Chronique

Erb /Mayas /Hemingway

Dinner Music

Christoph Erb (ts, ss), Magda Mayas (p), Gerry Hemingway (dms)

Label / Distribution : Veto Records

Disponible en cassette audio et, heureusement pour ceux qui ignorent tout des plaisirs ancestraux des petits engrenages à bande, sur la plateforme BandCamp, Dinner Music est tout simplement l’album que tous ceux qui suivent Christoph Erb et le label Veto Records attendent depuis des années. La rencontre, enfin, entre le saxophoniste et Gerry Hemingway, comme un résumé de cette scène improvisée de la ville de Lucerne où le percussionniste est installé et enseigne depuis maintenant plusieurs années. Pour les accompagner, c’est la pianiste berlinoise Magda Mayas qui s’invite, une bonne connaisseuse de la scène suisse (elle est une familière de la paire de contrebassistes Studer et Frey), et la direction dans laquelle va le trio est assez proche de ce qu’elle expérimente avec Spill, en compagnie de Christine Abdelnour et du batteur Tony Buck.
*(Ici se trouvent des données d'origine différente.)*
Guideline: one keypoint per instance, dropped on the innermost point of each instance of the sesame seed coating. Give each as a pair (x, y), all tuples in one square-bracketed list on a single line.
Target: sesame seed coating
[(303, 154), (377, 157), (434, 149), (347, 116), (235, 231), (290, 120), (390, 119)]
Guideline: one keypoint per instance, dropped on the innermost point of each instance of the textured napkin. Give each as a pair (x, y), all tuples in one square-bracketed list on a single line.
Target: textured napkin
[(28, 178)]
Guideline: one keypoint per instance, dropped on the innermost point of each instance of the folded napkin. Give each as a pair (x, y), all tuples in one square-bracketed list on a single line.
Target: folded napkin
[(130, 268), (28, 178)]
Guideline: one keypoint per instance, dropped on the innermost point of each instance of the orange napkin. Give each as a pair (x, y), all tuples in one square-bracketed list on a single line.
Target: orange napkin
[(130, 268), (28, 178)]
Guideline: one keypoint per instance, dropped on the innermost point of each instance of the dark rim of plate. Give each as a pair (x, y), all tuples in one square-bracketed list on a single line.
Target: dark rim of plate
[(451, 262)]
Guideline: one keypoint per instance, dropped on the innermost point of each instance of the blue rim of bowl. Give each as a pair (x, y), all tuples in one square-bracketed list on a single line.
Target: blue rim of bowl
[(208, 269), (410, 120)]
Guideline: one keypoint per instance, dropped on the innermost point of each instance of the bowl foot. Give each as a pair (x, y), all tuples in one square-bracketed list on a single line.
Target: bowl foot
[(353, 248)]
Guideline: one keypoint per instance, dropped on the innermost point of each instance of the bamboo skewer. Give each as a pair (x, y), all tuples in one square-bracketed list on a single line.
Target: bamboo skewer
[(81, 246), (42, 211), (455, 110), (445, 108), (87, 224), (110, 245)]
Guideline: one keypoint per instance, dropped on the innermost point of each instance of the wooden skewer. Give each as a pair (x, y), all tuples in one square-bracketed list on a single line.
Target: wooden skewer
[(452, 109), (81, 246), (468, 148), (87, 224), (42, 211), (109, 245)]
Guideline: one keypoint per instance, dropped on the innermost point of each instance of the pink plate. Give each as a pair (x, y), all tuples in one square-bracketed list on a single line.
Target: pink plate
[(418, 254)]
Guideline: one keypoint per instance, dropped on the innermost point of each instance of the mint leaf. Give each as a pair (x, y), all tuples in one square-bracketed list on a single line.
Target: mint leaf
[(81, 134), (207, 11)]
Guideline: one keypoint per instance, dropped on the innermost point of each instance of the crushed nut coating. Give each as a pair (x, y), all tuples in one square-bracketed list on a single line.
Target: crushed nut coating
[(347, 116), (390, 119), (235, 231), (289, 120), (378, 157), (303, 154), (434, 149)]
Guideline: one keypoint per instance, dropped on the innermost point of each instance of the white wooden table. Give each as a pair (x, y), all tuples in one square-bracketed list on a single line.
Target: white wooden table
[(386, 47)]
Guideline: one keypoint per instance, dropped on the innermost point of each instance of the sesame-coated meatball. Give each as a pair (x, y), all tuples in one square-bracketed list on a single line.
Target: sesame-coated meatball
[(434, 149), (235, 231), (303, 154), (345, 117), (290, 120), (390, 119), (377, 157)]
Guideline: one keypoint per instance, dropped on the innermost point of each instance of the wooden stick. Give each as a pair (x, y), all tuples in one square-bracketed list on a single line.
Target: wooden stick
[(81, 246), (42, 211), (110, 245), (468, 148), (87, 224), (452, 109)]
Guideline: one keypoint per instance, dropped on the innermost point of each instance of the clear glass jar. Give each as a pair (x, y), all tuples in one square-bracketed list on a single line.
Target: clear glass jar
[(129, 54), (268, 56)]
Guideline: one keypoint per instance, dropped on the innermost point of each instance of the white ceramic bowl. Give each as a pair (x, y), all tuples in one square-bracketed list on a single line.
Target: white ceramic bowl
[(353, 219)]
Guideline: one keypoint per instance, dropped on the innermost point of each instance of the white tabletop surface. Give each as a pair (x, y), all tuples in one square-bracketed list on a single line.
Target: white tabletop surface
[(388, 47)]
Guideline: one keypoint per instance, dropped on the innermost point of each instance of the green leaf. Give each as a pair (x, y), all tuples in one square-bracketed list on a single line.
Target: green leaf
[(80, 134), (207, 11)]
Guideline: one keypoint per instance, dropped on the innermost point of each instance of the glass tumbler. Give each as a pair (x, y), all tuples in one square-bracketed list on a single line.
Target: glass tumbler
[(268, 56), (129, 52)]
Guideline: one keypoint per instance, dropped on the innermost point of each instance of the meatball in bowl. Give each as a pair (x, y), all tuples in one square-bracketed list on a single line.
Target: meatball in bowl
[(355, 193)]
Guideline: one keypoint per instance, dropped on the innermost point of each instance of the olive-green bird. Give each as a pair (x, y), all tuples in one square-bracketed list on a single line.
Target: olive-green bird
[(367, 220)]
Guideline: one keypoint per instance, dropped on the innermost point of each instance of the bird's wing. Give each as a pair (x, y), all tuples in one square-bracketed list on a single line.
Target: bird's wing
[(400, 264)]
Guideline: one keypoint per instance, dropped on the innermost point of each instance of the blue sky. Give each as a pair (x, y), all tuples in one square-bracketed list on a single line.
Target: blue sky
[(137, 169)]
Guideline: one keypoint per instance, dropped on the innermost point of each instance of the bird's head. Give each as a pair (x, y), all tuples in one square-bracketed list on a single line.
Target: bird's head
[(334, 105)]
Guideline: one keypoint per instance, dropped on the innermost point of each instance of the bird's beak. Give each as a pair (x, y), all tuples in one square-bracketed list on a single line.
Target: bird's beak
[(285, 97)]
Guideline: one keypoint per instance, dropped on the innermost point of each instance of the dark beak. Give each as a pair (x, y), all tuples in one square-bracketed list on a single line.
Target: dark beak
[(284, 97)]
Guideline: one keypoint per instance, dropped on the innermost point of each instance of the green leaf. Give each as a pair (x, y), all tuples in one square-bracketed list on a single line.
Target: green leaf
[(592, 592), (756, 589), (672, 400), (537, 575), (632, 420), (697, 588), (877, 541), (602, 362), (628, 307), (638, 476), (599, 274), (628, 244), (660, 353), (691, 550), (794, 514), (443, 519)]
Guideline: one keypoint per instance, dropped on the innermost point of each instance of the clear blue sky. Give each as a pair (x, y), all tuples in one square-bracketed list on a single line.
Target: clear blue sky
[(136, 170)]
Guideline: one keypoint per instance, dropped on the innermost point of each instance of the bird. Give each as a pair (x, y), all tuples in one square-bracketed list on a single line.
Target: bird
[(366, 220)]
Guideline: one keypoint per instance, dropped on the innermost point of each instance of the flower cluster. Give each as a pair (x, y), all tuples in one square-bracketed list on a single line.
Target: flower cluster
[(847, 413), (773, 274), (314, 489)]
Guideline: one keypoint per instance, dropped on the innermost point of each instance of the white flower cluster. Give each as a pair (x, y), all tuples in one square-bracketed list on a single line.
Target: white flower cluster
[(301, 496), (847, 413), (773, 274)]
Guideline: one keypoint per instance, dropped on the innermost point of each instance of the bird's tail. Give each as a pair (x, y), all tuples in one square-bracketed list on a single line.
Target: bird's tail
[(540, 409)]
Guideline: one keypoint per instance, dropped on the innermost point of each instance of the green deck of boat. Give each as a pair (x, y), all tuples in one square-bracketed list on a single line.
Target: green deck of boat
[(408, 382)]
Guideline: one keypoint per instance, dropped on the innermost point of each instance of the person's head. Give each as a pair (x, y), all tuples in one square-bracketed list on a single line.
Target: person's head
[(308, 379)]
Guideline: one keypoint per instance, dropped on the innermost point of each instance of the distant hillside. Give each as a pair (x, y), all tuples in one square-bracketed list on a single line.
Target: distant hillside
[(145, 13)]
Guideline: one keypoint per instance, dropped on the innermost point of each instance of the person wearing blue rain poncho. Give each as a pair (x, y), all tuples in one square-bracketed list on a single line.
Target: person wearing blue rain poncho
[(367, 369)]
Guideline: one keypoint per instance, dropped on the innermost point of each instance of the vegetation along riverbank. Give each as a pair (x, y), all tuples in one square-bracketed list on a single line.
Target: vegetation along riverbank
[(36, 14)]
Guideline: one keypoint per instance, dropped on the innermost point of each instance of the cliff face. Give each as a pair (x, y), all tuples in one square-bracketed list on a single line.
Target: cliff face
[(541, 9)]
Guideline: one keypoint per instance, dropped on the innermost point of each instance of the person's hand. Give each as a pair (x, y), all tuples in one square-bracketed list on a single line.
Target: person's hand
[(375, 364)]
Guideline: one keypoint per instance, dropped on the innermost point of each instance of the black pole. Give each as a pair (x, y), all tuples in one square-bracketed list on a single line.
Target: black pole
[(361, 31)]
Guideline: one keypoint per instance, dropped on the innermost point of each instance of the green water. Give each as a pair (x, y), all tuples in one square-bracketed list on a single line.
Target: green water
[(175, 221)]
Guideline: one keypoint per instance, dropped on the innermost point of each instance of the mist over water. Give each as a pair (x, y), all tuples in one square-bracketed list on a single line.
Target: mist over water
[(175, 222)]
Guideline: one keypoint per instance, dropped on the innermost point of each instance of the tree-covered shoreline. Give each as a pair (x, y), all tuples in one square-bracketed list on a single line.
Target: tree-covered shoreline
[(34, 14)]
Symbole de cette musique aux franges du sensible, le morceau « An Agreement of Palates » où Erb cherche le souffle le plus chiche, comme s’il planait dans un éther lointain pour texturer des accords de piano minimalistes, qui s’effilochent avec le temps. Ce sont des ondes qui se rencontrent et se chevauchent sans chercher à s’affronter ou à se coaliser. Il en ressort une forme de langueur que le batteur souligne avec sa grâce habituelle. Hemingway aussi fait dans l’économie de gestes. Ses baguettes sont des fusains qui ombrent, une calligraphie de l’instant qui ne cherche pas la pulsation mais plutôt à délimiter un paysage, à faire de ses cymbales l’atmosphère dans laquelle le saxophone et le piano peuvent évoluer en toute quiétude.

Il y a dans Dinner Music comme un hommage au vent. Il passe dans le saxophone d’Erb, impassible, monochrome lorsqu’il souffle sur « A Feast of a Decision » et fait vibrer doucement les tintements de ses compagnons. Le piano de Mayas enfle à mesure que les cordes sont caressées dans les tréfonds de sa mécanique, et Hemingway joue tout en effleurement. Il ne faut pas cependant penser que le flux soit immuable ; ainsi, au mitan de ce morceau, le saxophone s’efface, jusqu’à devenir fantomatique et laisser place à un dialogue plus intense entre les cordes lestées d’un piano préparé, joliment étouffé de tintements, et une batterie qui rivalise d’idées et de sons pour créer de nouveaux paysages. Une musique instinctive, à la mesure de ce qu’on escomptait d’une telle rencontre.